Aduh, pop-up pesan dari grup terus bermunculan menutupi foto. Tadinya kuabaikan saja, tinggal menekan close dan menulis lagi. Namun kali ini mau tidak mau aku turut membuka grup karena namaku disebut-sebut. Aku men-scroll sampai atas, chat pertama setelah kiriman foto materi membuatku membelalak.

Renungkan Bersama (20)

Ichi
Sumpaaaah?

Yon
Tadi kupikir dia melamun lho
Sepertinya benar melihat ke arahnya

Alain
Aku pernah dengar dari Hatano kalau Tazaki itu naksir dia

Go
HEEEEEE?!

Ayano
AH KALIAN TIDAK TAHU SAJA
KEMARIN PAGI HUHU GEMAS SEKALI

Ichi
HEH KAU INI PUNYA GEBETAN COGAN NGGAK BILANG-BILANG
KETOS LAGI @me

Hadeeeh para lambe turah
AKU TIDAK TAHU APAPUN
{Sent a sticker: Angry Shooky}

Gamou J
He, kukira Tazaki itu dengan Elena
Soalnya mereka kan kelihatan dekat sekali

Ichi
Tapi ngapain Tazaki-kun ke mari kalau dia naksir dengan si Elena itu??

Johann
Anak-anak, sudah
Itu bapak guru tersayang kita mulai curiga kenapa kalian nunduk-nunduk terus

Beberapa kepala sontak mendongak bebarengan. Guru kami mengangkat alis heran, matanya memindai seisi kelas yang duduk tegak. “Kenapa tadi nunduk-nunduk? Mules ya?”

“Tidak, Pak,” kami membalas serempak, sekaku robot.

Beliau terdiam. “Oke. Sebelum pulang kita post test dulu.”

“Yah, Paaak?!”

“Jangan mengeluh! Semakin cepat dikerjakan semakin cepat kalian pulang.”

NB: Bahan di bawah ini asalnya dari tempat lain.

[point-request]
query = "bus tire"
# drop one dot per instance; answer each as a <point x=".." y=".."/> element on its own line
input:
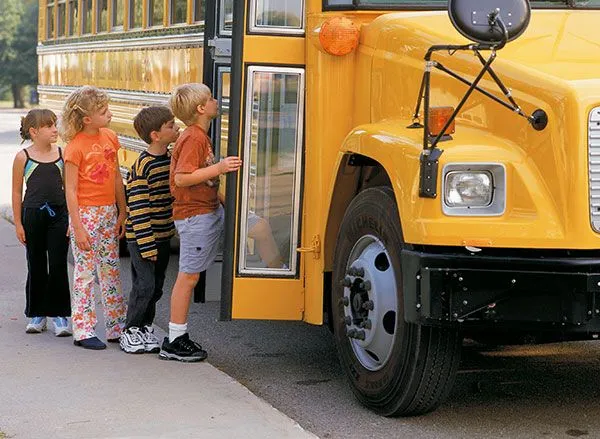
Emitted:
<point x="394" y="368"/>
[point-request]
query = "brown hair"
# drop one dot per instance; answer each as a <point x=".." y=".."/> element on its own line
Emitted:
<point x="36" y="118"/>
<point x="151" y="119"/>
<point x="82" y="102"/>
<point x="185" y="100"/>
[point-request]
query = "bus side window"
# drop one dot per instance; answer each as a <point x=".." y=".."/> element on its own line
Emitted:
<point x="87" y="16"/>
<point x="102" y="16"/>
<point x="50" y="20"/>
<point x="73" y="17"/>
<point x="116" y="21"/>
<point x="135" y="13"/>
<point x="61" y="12"/>
<point x="157" y="13"/>
<point x="282" y="15"/>
<point x="178" y="9"/>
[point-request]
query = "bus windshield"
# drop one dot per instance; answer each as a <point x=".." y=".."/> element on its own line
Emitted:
<point x="581" y="4"/>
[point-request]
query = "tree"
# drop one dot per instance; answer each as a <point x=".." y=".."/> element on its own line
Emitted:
<point x="18" y="40"/>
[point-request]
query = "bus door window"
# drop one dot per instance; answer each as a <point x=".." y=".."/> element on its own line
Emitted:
<point x="272" y="168"/>
<point x="198" y="11"/>
<point x="221" y="124"/>
<point x="268" y="16"/>
<point x="225" y="17"/>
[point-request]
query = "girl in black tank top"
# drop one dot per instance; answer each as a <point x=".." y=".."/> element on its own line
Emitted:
<point x="41" y="222"/>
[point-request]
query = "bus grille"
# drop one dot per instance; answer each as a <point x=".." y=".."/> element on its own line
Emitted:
<point x="594" y="167"/>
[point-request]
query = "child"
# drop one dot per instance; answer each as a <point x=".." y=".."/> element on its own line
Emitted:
<point x="149" y="226"/>
<point x="197" y="211"/>
<point x="93" y="186"/>
<point x="41" y="222"/>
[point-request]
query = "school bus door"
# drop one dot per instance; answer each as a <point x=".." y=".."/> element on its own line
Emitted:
<point x="262" y="269"/>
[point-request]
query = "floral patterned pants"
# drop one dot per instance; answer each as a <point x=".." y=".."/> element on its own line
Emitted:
<point x="103" y="260"/>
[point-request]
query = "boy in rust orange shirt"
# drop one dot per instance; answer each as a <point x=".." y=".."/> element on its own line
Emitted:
<point x="197" y="212"/>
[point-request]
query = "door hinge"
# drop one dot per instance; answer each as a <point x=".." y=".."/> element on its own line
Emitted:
<point x="314" y="248"/>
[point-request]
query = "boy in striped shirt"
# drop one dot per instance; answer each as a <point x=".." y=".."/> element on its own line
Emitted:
<point x="149" y="226"/>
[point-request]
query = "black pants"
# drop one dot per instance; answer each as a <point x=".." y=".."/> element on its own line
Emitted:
<point x="147" y="280"/>
<point x="47" y="288"/>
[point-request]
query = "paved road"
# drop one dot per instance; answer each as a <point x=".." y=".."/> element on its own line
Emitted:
<point x="548" y="391"/>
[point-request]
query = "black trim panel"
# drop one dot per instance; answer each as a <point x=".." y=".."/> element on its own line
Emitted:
<point x="514" y="288"/>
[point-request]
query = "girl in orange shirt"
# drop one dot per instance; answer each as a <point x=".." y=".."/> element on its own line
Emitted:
<point x="96" y="202"/>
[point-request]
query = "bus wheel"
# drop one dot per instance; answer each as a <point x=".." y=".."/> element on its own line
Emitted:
<point x="394" y="368"/>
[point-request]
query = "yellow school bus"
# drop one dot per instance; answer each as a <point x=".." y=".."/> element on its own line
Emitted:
<point x="428" y="170"/>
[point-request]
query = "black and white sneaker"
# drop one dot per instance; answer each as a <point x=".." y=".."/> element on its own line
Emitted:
<point x="151" y="343"/>
<point x="182" y="349"/>
<point x="131" y="341"/>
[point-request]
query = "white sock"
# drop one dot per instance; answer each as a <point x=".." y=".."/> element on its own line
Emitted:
<point x="176" y="329"/>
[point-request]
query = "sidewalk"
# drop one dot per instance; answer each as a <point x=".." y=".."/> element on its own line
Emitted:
<point x="52" y="389"/>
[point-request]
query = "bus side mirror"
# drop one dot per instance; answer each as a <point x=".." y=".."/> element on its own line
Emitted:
<point x="481" y="20"/>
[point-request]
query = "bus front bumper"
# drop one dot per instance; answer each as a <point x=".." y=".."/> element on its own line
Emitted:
<point x="506" y="288"/>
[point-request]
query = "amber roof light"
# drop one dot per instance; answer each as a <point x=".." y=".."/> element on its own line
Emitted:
<point x="338" y="36"/>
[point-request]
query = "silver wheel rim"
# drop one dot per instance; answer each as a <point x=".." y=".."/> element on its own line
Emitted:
<point x="370" y="302"/>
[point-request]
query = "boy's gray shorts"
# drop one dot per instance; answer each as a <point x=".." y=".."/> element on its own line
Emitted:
<point x="199" y="237"/>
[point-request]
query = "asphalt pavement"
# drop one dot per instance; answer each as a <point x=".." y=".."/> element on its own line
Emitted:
<point x="52" y="389"/>
<point x="546" y="391"/>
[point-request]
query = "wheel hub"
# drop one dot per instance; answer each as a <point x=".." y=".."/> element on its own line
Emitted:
<point x="370" y="302"/>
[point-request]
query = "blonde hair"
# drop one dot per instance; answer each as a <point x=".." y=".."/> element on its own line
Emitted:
<point x="82" y="102"/>
<point x="36" y="118"/>
<point x="185" y="99"/>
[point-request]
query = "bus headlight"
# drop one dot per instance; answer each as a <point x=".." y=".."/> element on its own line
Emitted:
<point x="474" y="189"/>
<point x="468" y="189"/>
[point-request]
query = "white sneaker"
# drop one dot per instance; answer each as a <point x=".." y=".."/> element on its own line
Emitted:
<point x="131" y="341"/>
<point x="151" y="342"/>
<point x="61" y="326"/>
<point x="36" y="325"/>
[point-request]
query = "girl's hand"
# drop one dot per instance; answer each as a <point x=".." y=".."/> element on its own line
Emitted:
<point x="20" y="232"/>
<point x="121" y="226"/>
<point x="230" y="164"/>
<point x="82" y="238"/>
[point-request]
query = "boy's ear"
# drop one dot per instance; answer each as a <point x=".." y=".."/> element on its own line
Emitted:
<point x="154" y="136"/>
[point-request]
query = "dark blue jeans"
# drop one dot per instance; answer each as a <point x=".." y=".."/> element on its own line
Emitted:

Akhirnya kami mengerjakan tes dua puluh nomor. Satu per satu keluar dengan lesu menyisakan mereka yang bertugas piket misuh-misuh karena pulang lebih sore.

“Sudah?” Tiba-tiba dia bertanya dengan senyum geli melebar.

Aku jadi mendecak, begitu saja menerima botol air mineral darinya. “Guru itu kalau ngambek dikacangi mengerikan. Dua puluh soal sih dua puluh soal, tetapi uraiannya ada lima dan jawabannya panjang-panjang,” keluhku.

“Siapa suruh main ponsel jamaah?”

“Ya … err, habis ….” Berdeham, aku menyimpan botol ke dalam tas. “Tazaki-san belum pulang? Masih ada kegiatan OSIS?”

“Kalau masih ada kegiatan OSIS harusnya aku ada di ruang OSIS bukannya menunggumu pulang begini.”

“Oh—eh?” Aku mengerjap tak percaya. Dia bilang apa? “H-hah?” Tanyaku linglung.

“Sudah semakin sore. Ayo kuantar sampai halte.”

Maapkan diriku terlalu malas nambah OC jadinya temen sekelas cuma berupa angka :')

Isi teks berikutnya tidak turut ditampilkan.